Jim at Microsoft apologizing in a very web 2.0 way. Scoble would be proud of this “naked conversations” approach to corporate blogging. Too bad Microsoft didn’t see how making Robert the semi-official corporate blogmeister with the huge salary increase he deserved for “getting Web 2.0” before the suits did (most MS suits don’t even get it now) would have returned 100x on the investment.

… and speaking of “getting Web 2.0”. Yahoo does but can’t seem to get the mileage they deserve for retooling the corporation as a community internet extravaganza. This set of leaked Yahoo internal documents about the potential Facebook aquisition provides a fascinating glimpse into how big deals are analyzed. As a Yahoo shareholder I think they should save the billion and just get their stupid ass in gear with the excellent social network stuff they already own like Flickr (which should be the template for other social applications, Del.icio.us (OVERHAUL the INTERFACE and yes, you can rename this URL monstrosity! ), Yahoo Video, Yahoo 360, Answers, groups, etc, etc. As I’ve noted before Yahoo suffers from giving people so many options they tire of the decision making and go to Google’s simple interfaces, search, and simpler suite of choices. Google expects us to act like the sheep we are. Yahoo expects us to do too much mental work choosing how we relate to the internet.

TechMeme, paid blogging, and Zunes


Lots of interesting tech news today from TechMeme which is starting to distinguish itself as “the place” for tech insiders as Digg and Technorati increasingly seek to cater to a huge audience and Slashdot remains problematic because it’s not as robust with community input.

The New York Times reports that Huffington is adding “original” reporting to her extremely popular political blog. I wonder if this is as much for advertising credibility than quality, which clear thinking people know is not a function of whether you get paid to blog or not. Hey, wait a minute. A lot of bloggers (including me) are skeptical that paying people for blog posts, reviews and other online content serves the best interests of the blog community.

Yet nobody seems to frown on a journalist when they get paid to blog. Or, for that matter, run copious amounts of expensive advertising beside quality content as Mike does over at TechCrunch. For the time being I’m refiling my pay per post concerns under the folder “maybe right, but maybe just hypocritical pseudo-elitist nonsense”.

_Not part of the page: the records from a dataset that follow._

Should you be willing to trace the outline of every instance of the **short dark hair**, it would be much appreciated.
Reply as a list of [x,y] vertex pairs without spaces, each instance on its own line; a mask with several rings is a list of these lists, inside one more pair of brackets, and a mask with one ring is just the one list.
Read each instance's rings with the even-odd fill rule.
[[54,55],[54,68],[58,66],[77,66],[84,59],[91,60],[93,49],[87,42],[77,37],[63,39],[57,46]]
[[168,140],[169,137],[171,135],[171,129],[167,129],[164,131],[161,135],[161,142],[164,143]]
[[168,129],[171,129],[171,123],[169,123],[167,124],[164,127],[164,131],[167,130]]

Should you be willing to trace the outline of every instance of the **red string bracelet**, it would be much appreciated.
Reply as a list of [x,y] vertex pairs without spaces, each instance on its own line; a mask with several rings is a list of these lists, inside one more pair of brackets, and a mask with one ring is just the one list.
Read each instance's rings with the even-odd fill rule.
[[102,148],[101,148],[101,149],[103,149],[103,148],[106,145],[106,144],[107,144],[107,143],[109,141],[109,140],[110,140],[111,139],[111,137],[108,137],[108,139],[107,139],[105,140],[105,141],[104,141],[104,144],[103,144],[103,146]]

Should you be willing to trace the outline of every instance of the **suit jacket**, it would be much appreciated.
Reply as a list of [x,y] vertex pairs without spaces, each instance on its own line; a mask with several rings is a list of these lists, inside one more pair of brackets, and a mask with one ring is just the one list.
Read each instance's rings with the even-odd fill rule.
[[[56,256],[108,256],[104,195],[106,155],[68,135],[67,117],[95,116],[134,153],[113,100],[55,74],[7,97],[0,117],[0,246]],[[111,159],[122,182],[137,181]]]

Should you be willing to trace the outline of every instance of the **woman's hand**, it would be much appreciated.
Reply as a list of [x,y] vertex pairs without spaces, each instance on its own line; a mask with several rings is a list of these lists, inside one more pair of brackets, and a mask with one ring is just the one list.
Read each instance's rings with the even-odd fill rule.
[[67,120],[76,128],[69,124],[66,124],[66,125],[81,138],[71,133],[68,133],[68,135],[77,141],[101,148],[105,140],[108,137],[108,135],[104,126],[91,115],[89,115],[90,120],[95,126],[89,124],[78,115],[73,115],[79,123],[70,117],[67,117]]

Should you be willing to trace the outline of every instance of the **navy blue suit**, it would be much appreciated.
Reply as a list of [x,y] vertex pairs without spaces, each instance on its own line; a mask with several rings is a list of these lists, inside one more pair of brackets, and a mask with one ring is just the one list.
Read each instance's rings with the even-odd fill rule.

Also at NYT is this piece on the Third World Laptop project bringing cheap computing to the poor all over the world. It’s a very exciting concept that will certainly bring about big changes and also many unintended, unpredictable consequences. I remain confused as to why Bill Gates has opposed the laptop project because even though clean water and health and food are more immediate needs, the Laptops will connect the first and third worlds in ways that will *demand* more proactive participation in third world development by us rich folks. Also this project brings some of the best thinkers – people who often dwell in abstract and expensive first world problem solving realms – into the of “global poverty and development” department of innovation. Gates’ outstanding contributions in this realm are of global and historical significance so I hope he will eventually see how the laptop project is part of this excellent trend that is connecting the rich and the poor.

Aleks Krotoski has a great piece about digital violence over at Second Life where that blossoming virtual community is now under attack by opportunistic and malicious … programs. It’s not only art that imitates life, it’s virtually impossible to escape our human inadequacies even when humans are not physically present in the environment.

And those nifty Zunes can’t seem to crack the IPOD dominance in digital MP3 players. I often wonder how much of the tech trends are habit and how much innovation. Zunes seemed to offer better features yet they appear to be losing the battle. Ironically the neat song sharing feature using DRM restrictions seems to be backfiring on the Zune.